Area payphones going the way of the telegraph
Last payphone
Athabasca town council took some time following the March 15 council meeting to visit the last remaining payphone in town, which will be decommissioned at some point in the next several weeks. From left, Coun. Jon LeMessurier, Coun. Sara Graling, Coun. Ida Edwards, Coun. Edie Yuill, mayor Rob Balay and Coun. Loretta Prosser, holding the public notification of removal placed on the side of the payphone.

ATHABASCA – Payphones just aren’t as miraculous, or convenient as they used to be, and they certainly don’t bring in the coins as rapidly as they once did. 

Athabasca will see its last payphone uninstalled any day now after a recent notification to municipalities from WiMacTel, which is removing the public phones across the province for TELUS. The communication noted the payphones could disappear from their long-time moorings any time after January 24. The Village of Boyle received the same notice that its last payphone would be removed from Hooter’s gas station in the same time frame. 

Athabasca town council initially asked for more information from the company and was curious about a possible replacement at a different location, but CAO Rachel Ramey reported at council’s March 15 meeting that after speaking with a Telus representative, that wasn’t likely. 

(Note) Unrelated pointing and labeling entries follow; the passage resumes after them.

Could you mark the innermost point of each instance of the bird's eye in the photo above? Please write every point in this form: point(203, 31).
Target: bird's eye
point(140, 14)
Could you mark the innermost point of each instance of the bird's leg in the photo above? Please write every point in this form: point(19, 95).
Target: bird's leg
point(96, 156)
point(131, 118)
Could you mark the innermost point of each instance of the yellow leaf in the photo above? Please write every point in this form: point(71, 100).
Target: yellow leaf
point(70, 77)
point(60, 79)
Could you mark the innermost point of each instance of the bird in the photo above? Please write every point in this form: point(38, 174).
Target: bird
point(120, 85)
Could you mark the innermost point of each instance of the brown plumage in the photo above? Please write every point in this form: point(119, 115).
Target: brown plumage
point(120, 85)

“As people are aware, it can be difficult to get hold of anybody at Telus, but once we did, after several weeks, we were told that they are removing the phones because they're moving towards fibre lines rather than copper, and that the phones are unable to work with fibre. They also said that in the last three years specifically, that phone located there only made $52.85 and that doesn't even cover the cost of a technician to come collect the funds or service the phone,” said Ramey. 

The current rate for a local phone call is 50 cents. 

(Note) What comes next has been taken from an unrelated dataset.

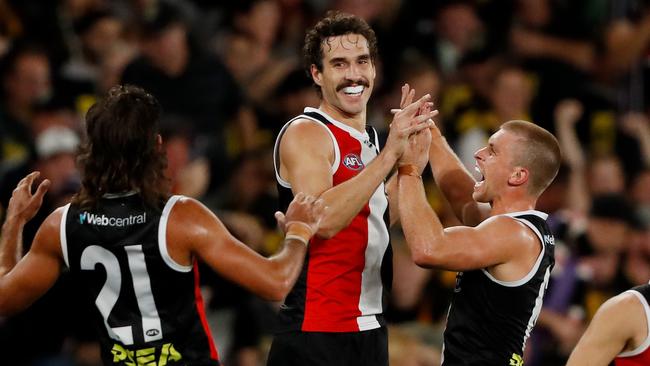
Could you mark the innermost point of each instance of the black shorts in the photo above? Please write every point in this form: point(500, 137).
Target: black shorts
point(367, 348)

“It’s more than my phone made,” commented Coun. Sara Graling.   

In 2013, the Canadian Radio-television and Telecommunications Commission (CRTC) put a moratorium on the removal of payphones in small communities, and in 2016 published a report finding 32 per cent of Canadians surveyed had used a payphone in the last year. The commission went on to call it a “vital service,” especially for the “economically and socially disadvantaged,” while recognizing that usage was continuing to plummet year after year. 

In a recent e-mail to Great West Media, Telus spokesperson Chelsey Rajzer said payphone use has steadily declined over the last 20 years due to the popularity and availability of cellphones in Canada. Telus started removing payphones about six years ago as a result. 

At the council meeting, Graling who went on to say it was a historic moment and urged her colleagues around the table to venture up to the Petro Canada on the east side of town to commemorate the end of an era with a photo after the meeting, which they did. 

For Athabasca’s own renowned telephone collector and historian Harold Northcott, whose collection of telephones and telecom memorabilia throughout the years may very well be the largest in Canada, it certainly is the end of an era. 

Northcott, now 77, took a job with the Newfoundland Phone Company as a young man, earning his certification as an engineering technologist and working for Bell Canada for a time before heading for Alberta’s oil patch. After retiring, he rediscovered his fascination with telephones and now has a collection well over 1,000, including dozens of payphones from times past. 

That includes examples of the first payphones ever made, which were invented by William Gray in the last part of the 1800s, he shared in a phone conversation about phones on March 20.  

The Gray phones look as one would imagine a late 19th Century telephone would look, with a bell-shaped handset on the side and a microphone built into the boxed body of the contraption. Gray’s success came when he added a bell that would chime to notify the operator that a coin had indeed been offered and the call could be connected. The payphone was born and proliferated for well over 125 years, and the rest is history as the last few hundred in Alberta are now permanently decommissioned.